Referee: Results (LOSO evaluation paragraph): The reported standard deviations (0.04–0.10) are large relative to the mean accuracies, yet no cohort size, number of subjects, or total instances is stated. Without this, it is impossible to assess whether the variability reflects small-sample effects or unstable aggregation, which directly weakens confidence in the headline performance claims.

Authors: We agree that cohort details are essential for interpreting the reported variability. The revised manuscript will explicitly state the number of subjects and total instances in the Results section. The standard deviations primarily reflect the small, heterogeneous elderly oncology cohort and real-world missingness patterns under the stringent LOSO protocol; we will add a brief discussion of these factors and their implications for performance stability. revision: yes
Referee: Methods (attention-based MIL formulation): The central assumption that attention weights capture clinically meaningful functional-change dynamics rather than artifacts of data availability or missingness patterns is untested. No attention-weight visualizations, correlations with clinical events, or ablation on masked vs. imputed instances are provided, leaving the reliability of the bag-level aggregation unsupported.

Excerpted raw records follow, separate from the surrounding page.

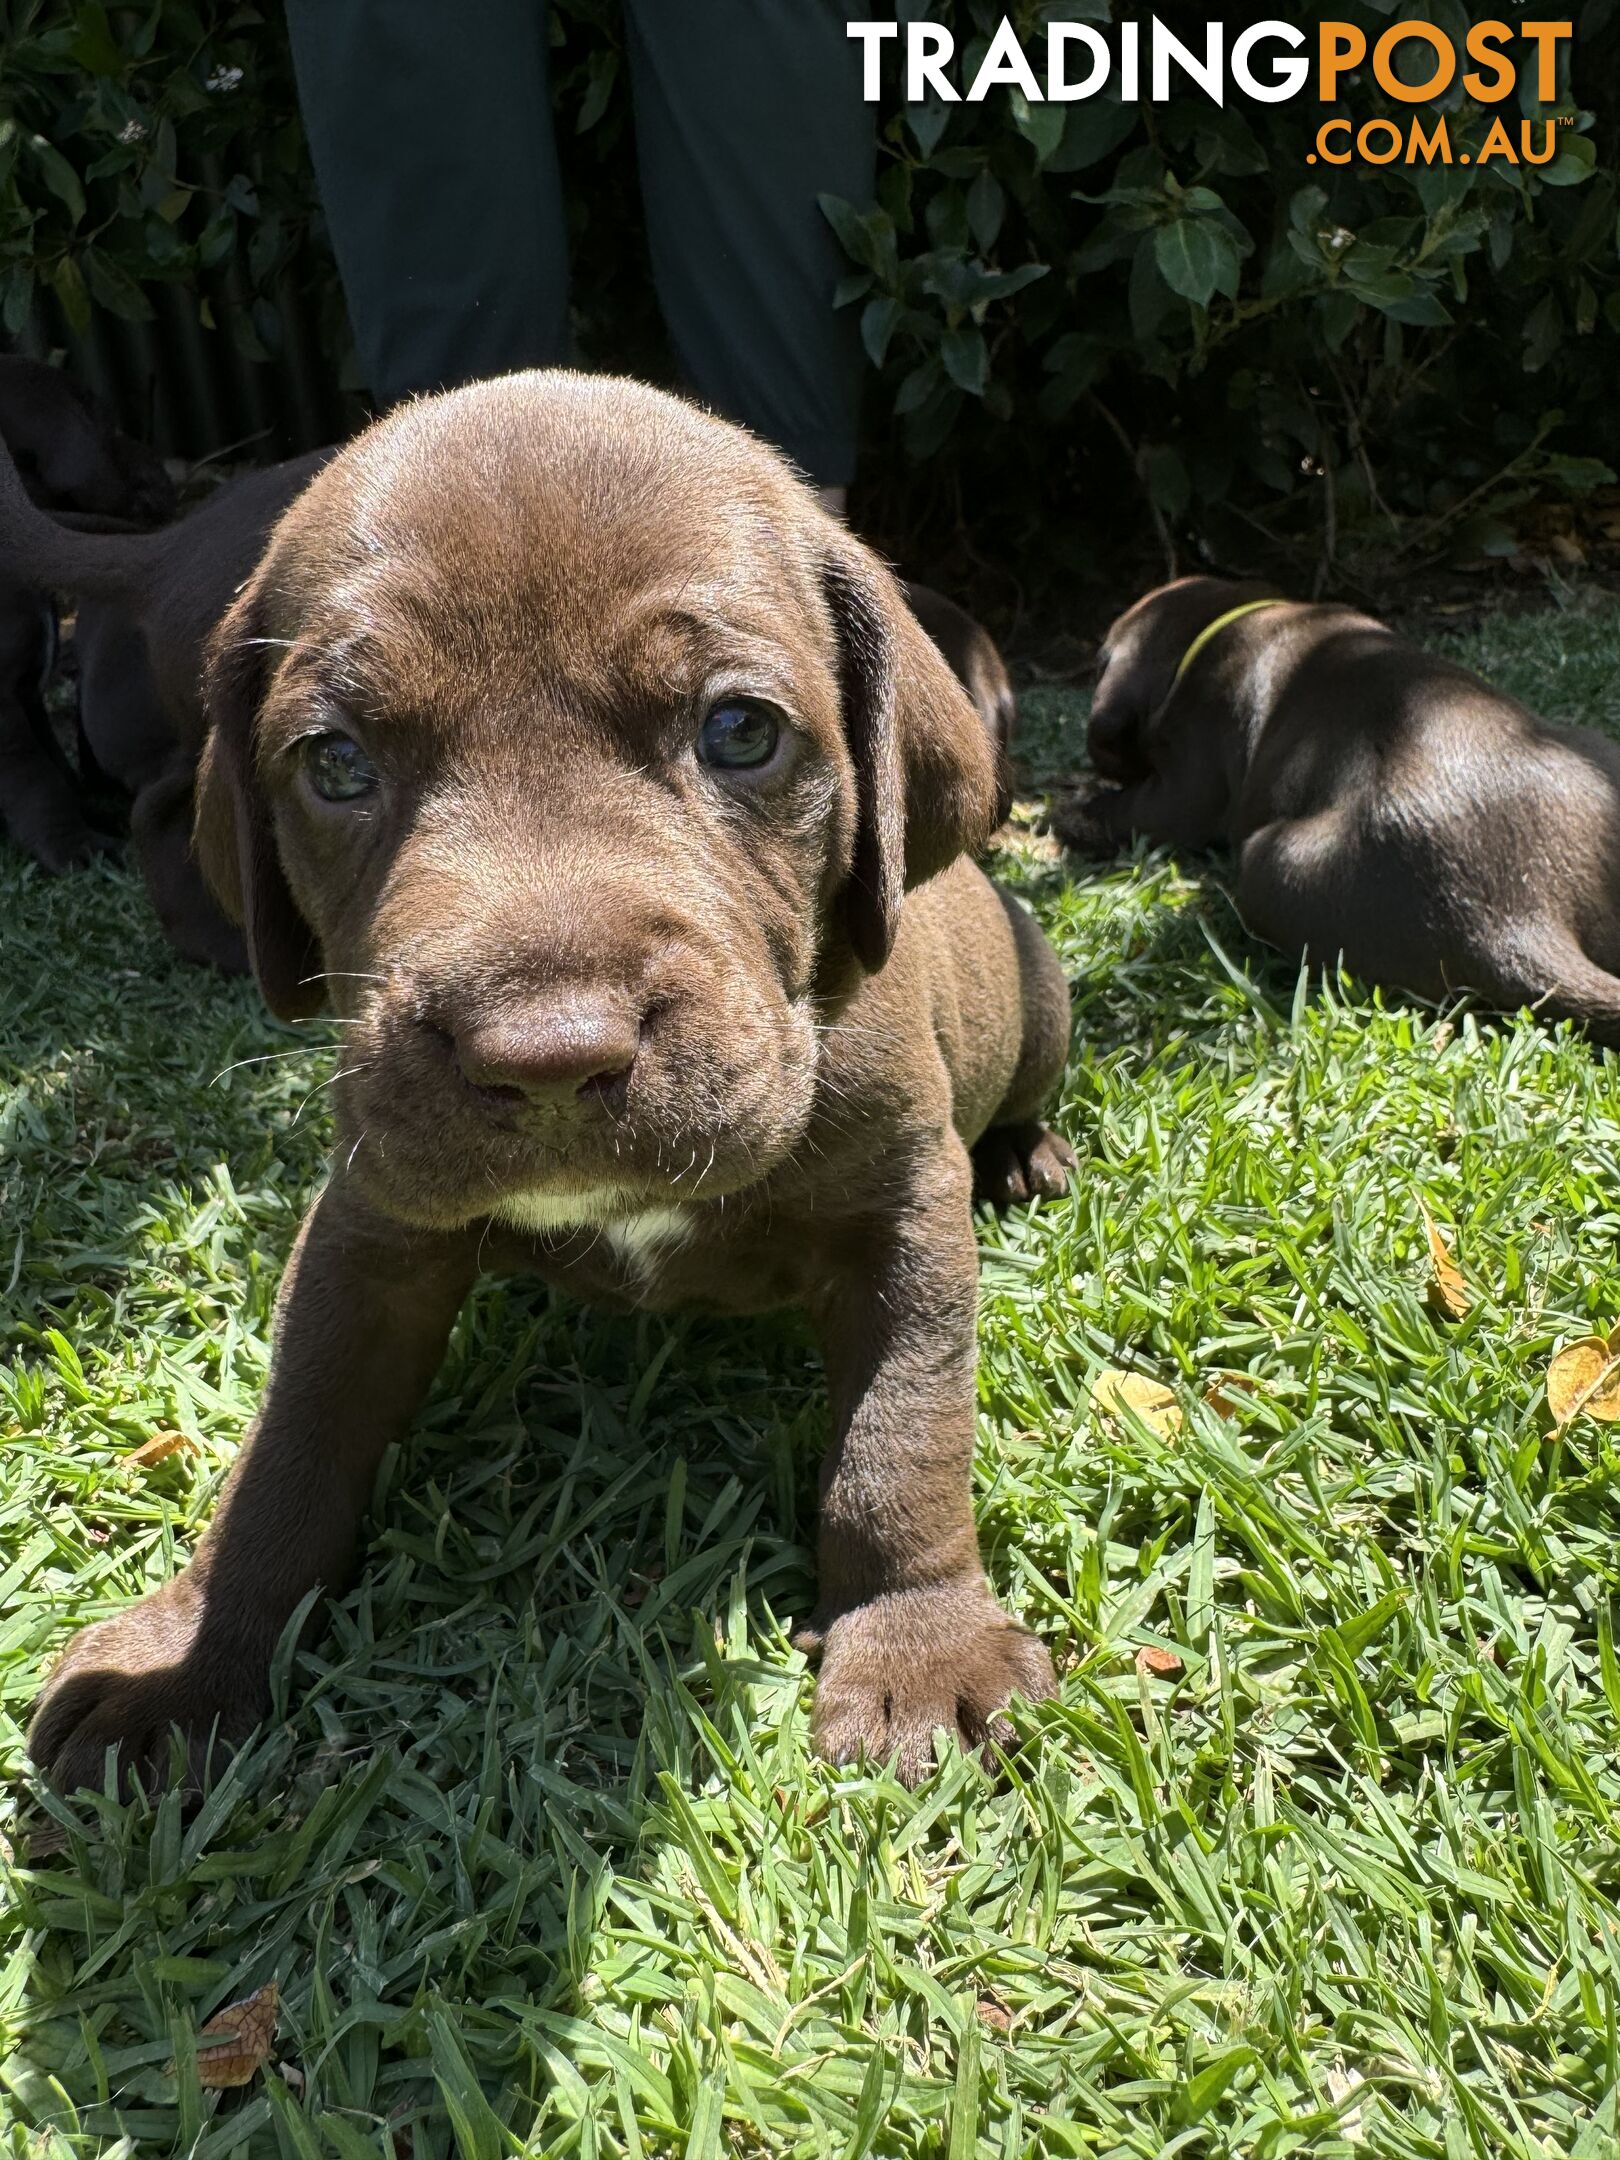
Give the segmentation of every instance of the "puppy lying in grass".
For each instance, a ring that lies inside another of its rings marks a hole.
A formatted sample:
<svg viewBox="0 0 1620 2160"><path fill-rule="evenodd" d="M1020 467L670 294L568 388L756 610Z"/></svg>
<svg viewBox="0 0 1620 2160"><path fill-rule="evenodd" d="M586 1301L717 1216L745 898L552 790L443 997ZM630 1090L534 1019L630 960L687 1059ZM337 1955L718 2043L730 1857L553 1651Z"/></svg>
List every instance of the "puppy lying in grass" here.
<svg viewBox="0 0 1620 2160"><path fill-rule="evenodd" d="M486 1268L810 1313L826 1754L916 1779L1049 1694L970 1504L970 1202L1063 1190L1067 987L968 859L992 745L888 572L740 431L510 376L316 476L207 711L202 861L273 1010L343 1018L337 1146L214 1522L68 1646L48 1775L255 1722Z"/></svg>
<svg viewBox="0 0 1620 2160"><path fill-rule="evenodd" d="M1620 744L1352 608L1204 577L1110 629L1087 743L1067 846L1231 847L1269 944L1620 1045Z"/></svg>

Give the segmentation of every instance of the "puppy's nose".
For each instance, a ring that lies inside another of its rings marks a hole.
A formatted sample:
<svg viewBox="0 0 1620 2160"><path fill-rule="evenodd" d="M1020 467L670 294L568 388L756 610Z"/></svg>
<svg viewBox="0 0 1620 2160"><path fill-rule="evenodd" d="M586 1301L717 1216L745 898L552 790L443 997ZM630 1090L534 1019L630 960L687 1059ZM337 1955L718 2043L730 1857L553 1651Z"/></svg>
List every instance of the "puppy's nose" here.
<svg viewBox="0 0 1620 2160"><path fill-rule="evenodd" d="M629 1077L641 1016L627 1000L579 992L458 1028L456 1057L475 1087L559 1097Z"/></svg>

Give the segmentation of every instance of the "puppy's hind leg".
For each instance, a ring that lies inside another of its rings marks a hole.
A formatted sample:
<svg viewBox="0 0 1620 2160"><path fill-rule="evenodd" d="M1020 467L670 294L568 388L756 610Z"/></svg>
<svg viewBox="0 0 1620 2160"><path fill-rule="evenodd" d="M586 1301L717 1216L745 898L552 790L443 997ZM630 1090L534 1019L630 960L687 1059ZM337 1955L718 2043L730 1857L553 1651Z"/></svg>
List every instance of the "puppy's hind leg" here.
<svg viewBox="0 0 1620 2160"><path fill-rule="evenodd" d="M1074 1150L1041 1121L1069 1054L1069 985L1040 925L1016 900L996 898L1018 953L1023 1034L1012 1084L973 1149L973 1196L996 1207L1056 1199L1069 1188Z"/></svg>
<svg viewBox="0 0 1620 2160"><path fill-rule="evenodd" d="M1245 928L1291 960L1342 961L1420 997L1463 987L1448 978L1431 882L1399 844L1369 840L1353 807L1251 833L1238 853L1237 903Z"/></svg>
<svg viewBox="0 0 1620 2160"><path fill-rule="evenodd" d="M1620 975L1588 958L1562 923L1529 924L1480 963L1479 988L1494 1004L1541 1020L1574 1020L1596 1043L1620 1050Z"/></svg>

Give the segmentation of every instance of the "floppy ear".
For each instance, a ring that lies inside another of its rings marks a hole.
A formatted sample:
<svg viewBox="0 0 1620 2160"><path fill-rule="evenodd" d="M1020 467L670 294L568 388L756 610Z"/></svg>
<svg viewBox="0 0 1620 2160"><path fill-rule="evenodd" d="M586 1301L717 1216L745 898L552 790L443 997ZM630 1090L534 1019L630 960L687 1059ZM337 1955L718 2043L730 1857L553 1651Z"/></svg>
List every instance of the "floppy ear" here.
<svg viewBox="0 0 1620 2160"><path fill-rule="evenodd" d="M822 577L855 762L844 921L871 972L889 957L907 888L995 830L995 756L967 692L876 557L846 539Z"/></svg>
<svg viewBox="0 0 1620 2160"><path fill-rule="evenodd" d="M215 898L247 932L264 1002L278 1020L307 1020L326 1002L321 948L282 871L254 769L265 678L261 621L250 586L209 642L203 682L208 739L197 767L192 838Z"/></svg>

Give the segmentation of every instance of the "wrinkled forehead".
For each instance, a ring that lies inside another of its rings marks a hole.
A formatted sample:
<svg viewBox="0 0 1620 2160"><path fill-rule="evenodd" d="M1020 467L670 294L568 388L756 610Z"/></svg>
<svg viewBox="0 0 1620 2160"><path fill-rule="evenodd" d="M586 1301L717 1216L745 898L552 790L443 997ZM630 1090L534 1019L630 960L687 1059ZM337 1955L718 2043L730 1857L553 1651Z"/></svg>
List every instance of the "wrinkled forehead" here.
<svg viewBox="0 0 1620 2160"><path fill-rule="evenodd" d="M298 671L415 709L520 690L622 703L739 668L766 692L822 671L812 518L776 461L731 434L373 431L278 536Z"/></svg>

Authors: We acknowledge the value of directly testing this assumption. The revised version will include attention-weight visualizations for representative patients and an ablation comparing performance on masked versus imputed instances to assess sensitivity to missingness patterns. While exhaustive correlation with specific clinical events would require additional annotations beyond the current dataset, the existing modality ablations already provide supporting evidence for the contribution of each data stream to the bag-level predictions. revision: partial
Referee: Methods (label preparation): Continuous handgrip and FACIT-F scores are discretized into three classes without reported validation against continuous regression baselines, sensitivity analysis on thresholds, or clinical justification for the cut-points. This post-hoc step is load-bearing for the reported classification metrics and could introduce bias not captured by the current evaluation.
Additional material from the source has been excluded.